Monday, January 10, 2011

A Surprising Mean Streak

My classroom runs well.  This is due, almost entirely, to my mini-economy system which ensures that each child in my class has some degree of responsibility for management-type tasks that need to be done daily.  Changing bulletin boards, checking homework, running errands, stacking chairs, erasing blackboards, vacuuming up messes, watering plants, passing out supplies.  Each child earns a salary of Boyd Bucks which can be spent in a classroom store or at our end-of-the-year auction.  The kids learn responsibility, and I have time to focus on more important things like teaching my students how to add and subtract fractions with unlike denominators.  Or checking Facebook. 

Just kidding. 

Mostly.

Anyway, one of the jobs in my class is the Remote Controller.  This person gets to keep the TV/DVD/VCR remote in his or her desk and is responsible for turning the TV on and off each day for morning announcements.  Announcements usually start at about 9:05 each day, and this semester my Remote Controller has a bit of a tardiness issue.  In case the Remote Controller is late or absent, it is the job of the Substitute to get the remote from the Remote Controller's desk and turn on the TV.  And, as you know from reading my second post of the year, Kinley is the Substitute.

When Kinley was in kindergarten, there was a little girl on the playground who – how do I say this tactfully? – drove Kinley nuts.  Kinley complained about being antagonized by this child all that year. 

So when Kinley found out that The Antagonizer was going to be in her class this year, she wasn't very excited.  And, The Antagonizer is also our Remote Controller.  (From this point forward, we shall refer to this child as RC.  That's for Remote Controller in case you're confused.)

Recently, Kinley has had to turn on the TV several times because RC has been late.  But then, because RC usually comes in before announcements are over, a sort of power play ensued because Kinley wanted to finish the job she'd started.  One day, I even had to speak to RC because she had jerked the remote from Kinley's hand when she came in and saw Kinley doing her job.
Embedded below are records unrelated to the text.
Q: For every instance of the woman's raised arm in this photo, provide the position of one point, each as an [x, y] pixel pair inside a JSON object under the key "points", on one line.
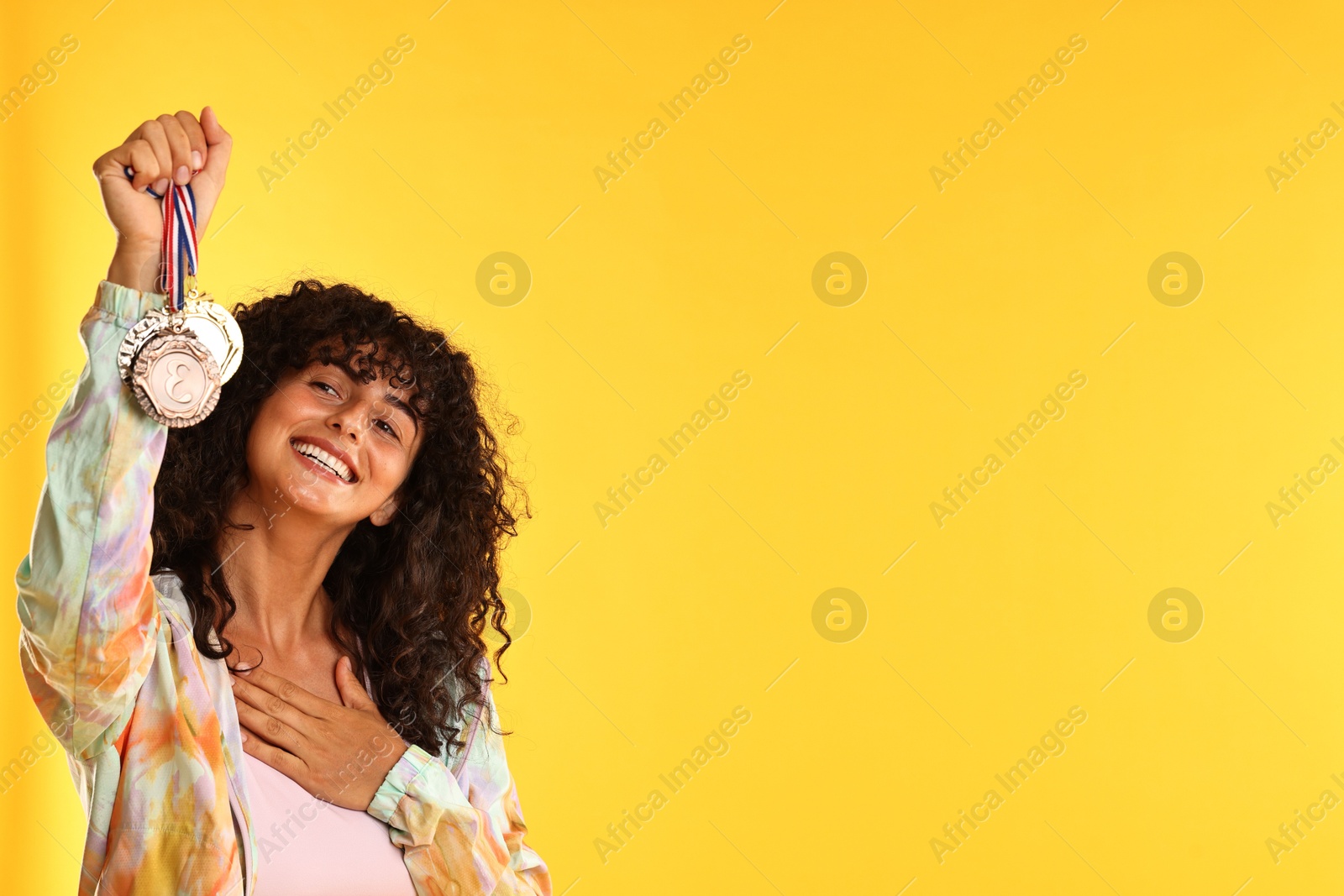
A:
{"points": [[87, 604]]}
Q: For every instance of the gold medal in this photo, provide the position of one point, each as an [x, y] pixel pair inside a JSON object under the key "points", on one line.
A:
{"points": [[217, 328], [176, 360]]}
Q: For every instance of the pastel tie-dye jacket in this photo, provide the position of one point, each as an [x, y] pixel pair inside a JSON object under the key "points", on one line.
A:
{"points": [[151, 726]]}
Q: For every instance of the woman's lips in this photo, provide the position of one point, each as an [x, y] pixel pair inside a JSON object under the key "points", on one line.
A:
{"points": [[319, 468]]}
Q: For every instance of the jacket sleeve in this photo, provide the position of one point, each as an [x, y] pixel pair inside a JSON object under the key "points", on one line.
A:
{"points": [[461, 835], [87, 611]]}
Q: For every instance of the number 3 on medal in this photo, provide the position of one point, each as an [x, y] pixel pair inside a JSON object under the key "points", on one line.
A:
{"points": [[175, 379]]}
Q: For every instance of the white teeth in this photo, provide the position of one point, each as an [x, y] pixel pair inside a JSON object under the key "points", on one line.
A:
{"points": [[333, 463]]}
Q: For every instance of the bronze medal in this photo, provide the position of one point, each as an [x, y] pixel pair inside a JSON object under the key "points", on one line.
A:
{"points": [[176, 360], [175, 376]]}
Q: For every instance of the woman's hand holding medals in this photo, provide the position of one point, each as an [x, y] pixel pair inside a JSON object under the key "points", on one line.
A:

So imagine my surprise when the other day I tell Kinley to turn on the TV (since RC is late again) and I witness my daughter turn equally nasty.  During announcements RC arrives at the doorway, tardy once more.  She politely stays put during the "Mayflower Mill Pledge", and I see Kinley turn and look at her.  At this point announcements end.  I expect Kinley to put down the remote and walk back to her desk, allowing RC to finish the job and turn off the TV.  But no.  She looks directly at RC, turns of the TV, and then turns and smiles a VERY deliberate, nasty smile at RC before sashaying back across the room to her desk. 

I was stunned!  I had just witnessed my daughter antagonizing The Antagonizer! 

So I marched right over to her desk, squatted down beside her and said, "I can't believe what you just did!  Pay a 10 Boyd Buck fine RIGHT NOW!  That was just MEAN.  Nothing but MEAN."  And I stalked away.

Of course she started sobbing, but that was fine with me.  Give some people a little responsibility and they act like dictators.  And the last thing I need is a Substitute with a mean streak and ambitions of being Class President.  Et tu, Kinley?

I may not be able to "knock" the meanness out of other people's kids, but I certainly can my own.  Or at least I can bankrupt her.

2 comments:

Lanita Bradley Boyd said...

Confession: She gets that mean streak from her paternal grandmother--me. I take total responsibility since I've always fought that mean streak myself (and often lost.)

Here's an important question: Would you have given the same response to any other child in the classroom?

boyd2 said...

Sorry, Lanita. You don't get all the credit for this one. I have quite a nasty streak myself!

But the question you raise is a good one and is probably one I should ask myself after every in-class interection with Kinley. Since I had already spoken to RC privately when she was ugly to Kinley in the first place, I'm tempted to say that I WOULD have had the same response to any other child. But I know that I reacted much more emotionally as the parent. Kinley's actions just really struck a nerve with the mom in me.

So, would I have spoken to another child about such an interaction? Yes. Would I have fined another child? Maybe. Would I have vitriolically spit out my response to another student with no other provocation? Not a chance.